Amazing Story of a Marathon Runner Who Says Yoga Helps Me to Become Better Athlete
Last week, there was a famous Scotiabank Toronto Waterfront Marathon last sunday, where 2010 winner Katherine Moore wanted to defend her title. And as she says about herself, “I am tough as nails,” she did it. And she even run this year about 1 minute faster then the last time she appeared on this competition.
Moore says that Yoga gave her all she needed to improve herself as a runner and athlete. Here I will give you some short points she made on the interview for the Canadian newspaper Vancouver Courier.

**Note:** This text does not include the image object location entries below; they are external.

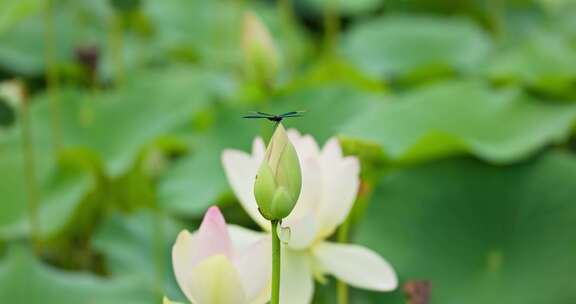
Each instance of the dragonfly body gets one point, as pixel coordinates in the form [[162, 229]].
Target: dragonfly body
[[273, 117]]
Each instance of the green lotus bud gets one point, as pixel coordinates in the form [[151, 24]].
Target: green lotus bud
[[279, 179], [261, 58]]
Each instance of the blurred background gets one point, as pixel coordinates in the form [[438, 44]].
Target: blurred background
[[114, 114]]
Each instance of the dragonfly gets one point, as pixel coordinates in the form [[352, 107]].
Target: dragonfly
[[273, 117]]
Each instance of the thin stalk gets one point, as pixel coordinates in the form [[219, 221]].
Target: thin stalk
[[52, 77], [158, 235], [275, 298], [30, 175], [117, 46], [342, 237]]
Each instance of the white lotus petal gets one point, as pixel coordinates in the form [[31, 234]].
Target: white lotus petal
[[216, 281], [254, 266], [341, 182], [296, 283], [356, 265]]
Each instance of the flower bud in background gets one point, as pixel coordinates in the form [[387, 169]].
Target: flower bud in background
[[279, 180], [261, 57], [12, 97]]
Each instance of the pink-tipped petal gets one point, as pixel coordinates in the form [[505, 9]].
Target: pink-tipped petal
[[182, 251], [212, 237], [254, 267]]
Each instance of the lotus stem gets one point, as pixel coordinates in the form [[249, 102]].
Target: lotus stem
[[30, 175], [342, 237], [52, 77], [275, 298]]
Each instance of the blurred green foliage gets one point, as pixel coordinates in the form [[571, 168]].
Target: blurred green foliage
[[461, 112]]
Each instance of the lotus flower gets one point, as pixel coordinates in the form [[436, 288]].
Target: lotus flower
[[329, 187], [218, 264], [279, 180]]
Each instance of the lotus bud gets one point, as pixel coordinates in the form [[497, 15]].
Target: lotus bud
[[279, 179], [261, 57]]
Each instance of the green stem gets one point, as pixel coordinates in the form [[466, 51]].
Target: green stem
[[117, 46], [158, 235], [275, 298], [342, 237], [30, 175], [52, 78], [331, 25]]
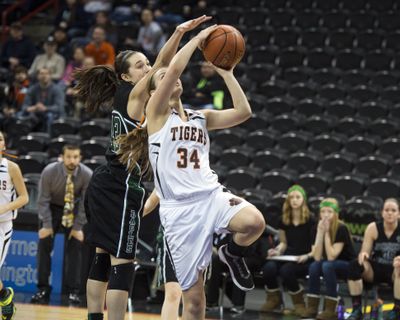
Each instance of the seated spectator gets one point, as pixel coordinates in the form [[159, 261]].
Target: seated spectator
[[18, 49], [73, 18], [62, 41], [209, 92], [376, 258], [332, 251], [102, 51], [297, 223], [43, 102], [151, 37], [50, 60]]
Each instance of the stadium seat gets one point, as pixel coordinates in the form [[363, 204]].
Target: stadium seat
[[390, 146], [328, 143], [62, 126], [90, 148], [313, 182], [235, 157], [302, 162], [277, 180], [309, 107], [383, 127], [229, 137], [319, 58], [261, 139], [240, 179], [341, 108], [360, 145], [279, 105], [350, 126], [294, 141], [373, 110], [354, 77], [341, 39], [349, 185], [361, 20], [91, 128], [28, 143], [28, 164], [373, 165], [348, 59], [338, 163], [313, 38], [269, 159], [384, 188], [333, 20], [286, 37], [306, 19]]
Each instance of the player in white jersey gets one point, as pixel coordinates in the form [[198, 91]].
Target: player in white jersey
[[193, 205], [13, 195]]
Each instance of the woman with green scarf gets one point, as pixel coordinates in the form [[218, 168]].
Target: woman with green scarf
[[332, 251]]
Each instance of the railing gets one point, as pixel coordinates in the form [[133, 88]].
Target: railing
[[18, 4]]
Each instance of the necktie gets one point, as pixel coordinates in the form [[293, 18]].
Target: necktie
[[68, 215]]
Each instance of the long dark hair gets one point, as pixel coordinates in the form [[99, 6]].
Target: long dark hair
[[96, 86]]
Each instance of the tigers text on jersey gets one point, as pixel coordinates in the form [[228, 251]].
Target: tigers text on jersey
[[7, 190], [179, 155]]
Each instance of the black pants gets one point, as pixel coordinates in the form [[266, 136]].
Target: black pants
[[72, 256]]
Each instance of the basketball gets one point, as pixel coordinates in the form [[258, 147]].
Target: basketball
[[224, 47]]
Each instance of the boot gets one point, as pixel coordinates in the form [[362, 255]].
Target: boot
[[298, 302], [329, 312], [312, 306], [272, 301]]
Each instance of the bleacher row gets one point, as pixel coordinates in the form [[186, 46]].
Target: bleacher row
[[322, 77]]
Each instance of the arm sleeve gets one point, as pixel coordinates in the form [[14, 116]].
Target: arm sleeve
[[80, 218], [44, 198]]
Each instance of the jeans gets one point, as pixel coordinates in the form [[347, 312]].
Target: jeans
[[330, 270], [288, 271]]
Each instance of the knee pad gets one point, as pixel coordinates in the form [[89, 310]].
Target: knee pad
[[355, 270], [121, 277], [100, 269]]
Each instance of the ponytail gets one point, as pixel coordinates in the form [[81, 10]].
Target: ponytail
[[96, 86], [134, 148]]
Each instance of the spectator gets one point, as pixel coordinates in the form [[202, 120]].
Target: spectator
[[50, 60], [43, 102], [73, 18], [18, 50], [62, 189], [102, 51], [296, 224], [375, 261], [209, 92], [62, 41], [151, 37], [332, 251]]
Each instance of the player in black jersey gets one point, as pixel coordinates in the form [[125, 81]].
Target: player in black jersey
[[381, 245], [115, 197]]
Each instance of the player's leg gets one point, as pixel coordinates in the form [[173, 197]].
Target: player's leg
[[96, 285]]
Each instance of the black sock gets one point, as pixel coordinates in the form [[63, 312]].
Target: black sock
[[3, 293], [236, 250], [356, 300]]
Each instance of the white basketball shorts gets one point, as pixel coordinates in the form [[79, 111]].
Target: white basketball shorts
[[189, 228]]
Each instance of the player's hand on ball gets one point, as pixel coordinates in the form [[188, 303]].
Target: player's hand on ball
[[191, 24]]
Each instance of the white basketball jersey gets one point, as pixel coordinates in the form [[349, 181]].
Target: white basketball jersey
[[178, 153], [7, 191]]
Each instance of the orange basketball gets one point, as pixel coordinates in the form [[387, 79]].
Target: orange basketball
[[224, 47]]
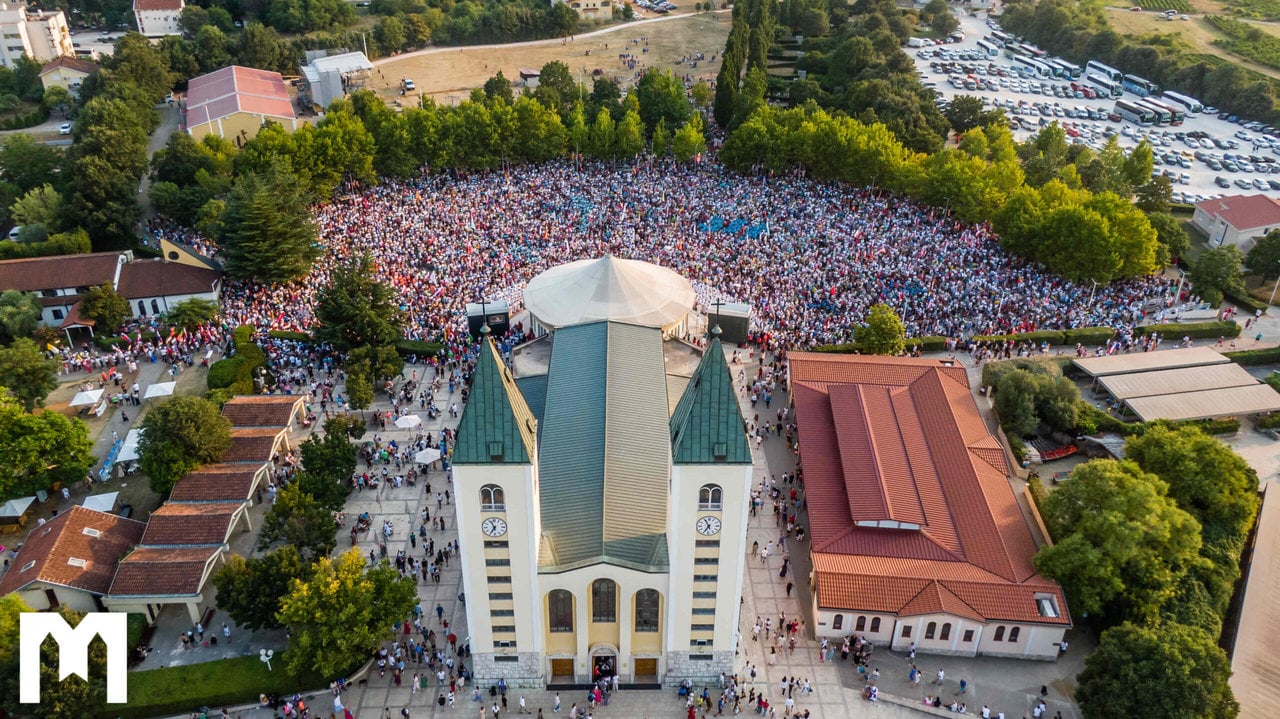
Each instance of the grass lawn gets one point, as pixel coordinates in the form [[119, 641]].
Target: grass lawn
[[176, 690]]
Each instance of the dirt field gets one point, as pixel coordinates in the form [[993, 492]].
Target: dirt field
[[1197, 32], [449, 73]]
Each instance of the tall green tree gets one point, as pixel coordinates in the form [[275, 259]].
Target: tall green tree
[[1121, 544], [266, 232], [356, 310], [1183, 668], [250, 590], [325, 641], [883, 331], [179, 435], [28, 374], [37, 450], [105, 306]]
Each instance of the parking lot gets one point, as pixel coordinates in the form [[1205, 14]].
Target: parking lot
[[1205, 156]]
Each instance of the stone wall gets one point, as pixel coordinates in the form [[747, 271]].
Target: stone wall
[[526, 673]]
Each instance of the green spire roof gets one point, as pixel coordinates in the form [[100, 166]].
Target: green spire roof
[[707, 426], [497, 425]]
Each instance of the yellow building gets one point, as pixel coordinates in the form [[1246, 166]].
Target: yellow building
[[234, 102], [602, 495]]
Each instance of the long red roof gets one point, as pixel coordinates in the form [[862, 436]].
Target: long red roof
[[909, 500]]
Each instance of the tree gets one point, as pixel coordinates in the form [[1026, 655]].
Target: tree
[[27, 372], [250, 590], [191, 314], [37, 450], [328, 641], [1166, 672], [1264, 257], [19, 314], [179, 435], [105, 307], [356, 310], [1123, 545], [266, 230], [1206, 477], [883, 331], [40, 206], [300, 521], [328, 465], [1217, 273]]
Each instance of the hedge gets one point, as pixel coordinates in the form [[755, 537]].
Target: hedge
[[417, 347], [1251, 357], [1194, 330]]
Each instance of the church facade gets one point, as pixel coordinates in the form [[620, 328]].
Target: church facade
[[602, 499]]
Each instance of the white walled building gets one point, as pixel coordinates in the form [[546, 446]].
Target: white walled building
[[602, 502], [40, 35], [158, 18]]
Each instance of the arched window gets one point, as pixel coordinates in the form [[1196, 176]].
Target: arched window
[[492, 499], [647, 610], [604, 600], [560, 609], [711, 498]]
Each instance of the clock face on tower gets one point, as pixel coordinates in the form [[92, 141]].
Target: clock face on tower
[[708, 526]]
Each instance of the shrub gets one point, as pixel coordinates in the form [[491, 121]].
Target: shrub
[[1194, 330], [223, 372], [1252, 357]]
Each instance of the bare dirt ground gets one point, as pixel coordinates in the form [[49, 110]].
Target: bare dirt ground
[[449, 73], [1197, 32]]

Why Yoga Is the Best Exercise For Runners and Athletes?
Let’s find out directly from the champ Katherine Moore…
“I changed my mind and any pain that I felt, I just started to think very positively, [saying] very positive mantras and affirmations to myself.”
She reminded herself that a competitive 42-km road race is something she enjoys, and said she had to “just know that I wanted to be there and try to enjoy the atmosphere, the energy when you’re really hurt and struggling.”
Moore’s self-talk became specific. “When I start to hurt, I just focus on ‘relax,’ or I’ll repeat the word ‘breathe’ just to take deep breaths.”
Runners have much to learn from yoga, said Moore, although the two pursuits are at odds from one another.
“Running is completely the opposite of yoga. Running, you’re contracting the muscle, it’s a strenuous activity, it’s a demand on the body. Yoga counter-balances that, it’s more relaxing, lengthening the muscles, quieting the mind,” she said.
“I find the focus you get in yoga, learning just to focus your attention and try to clear out a lot of the chatter in the in mind, helps when things get really tough in a race or in training.”
Moore’s Colorado-based coach, Olympic marathoner Kathy Butler, said each runner is different but all can benefit from yoga. In Moore’s case, she was already practising yoga when she returned to competitive running.
“If someone has been running for 20 years but never done yoga, it would make more sense to take a more cautious approach to yoga and running,” Butler wrote in an email. “I still think it can be very beneficial, especially if it is somewhat targeted to athletes or runners or at least approached with those weaknesses and strengths in mind.”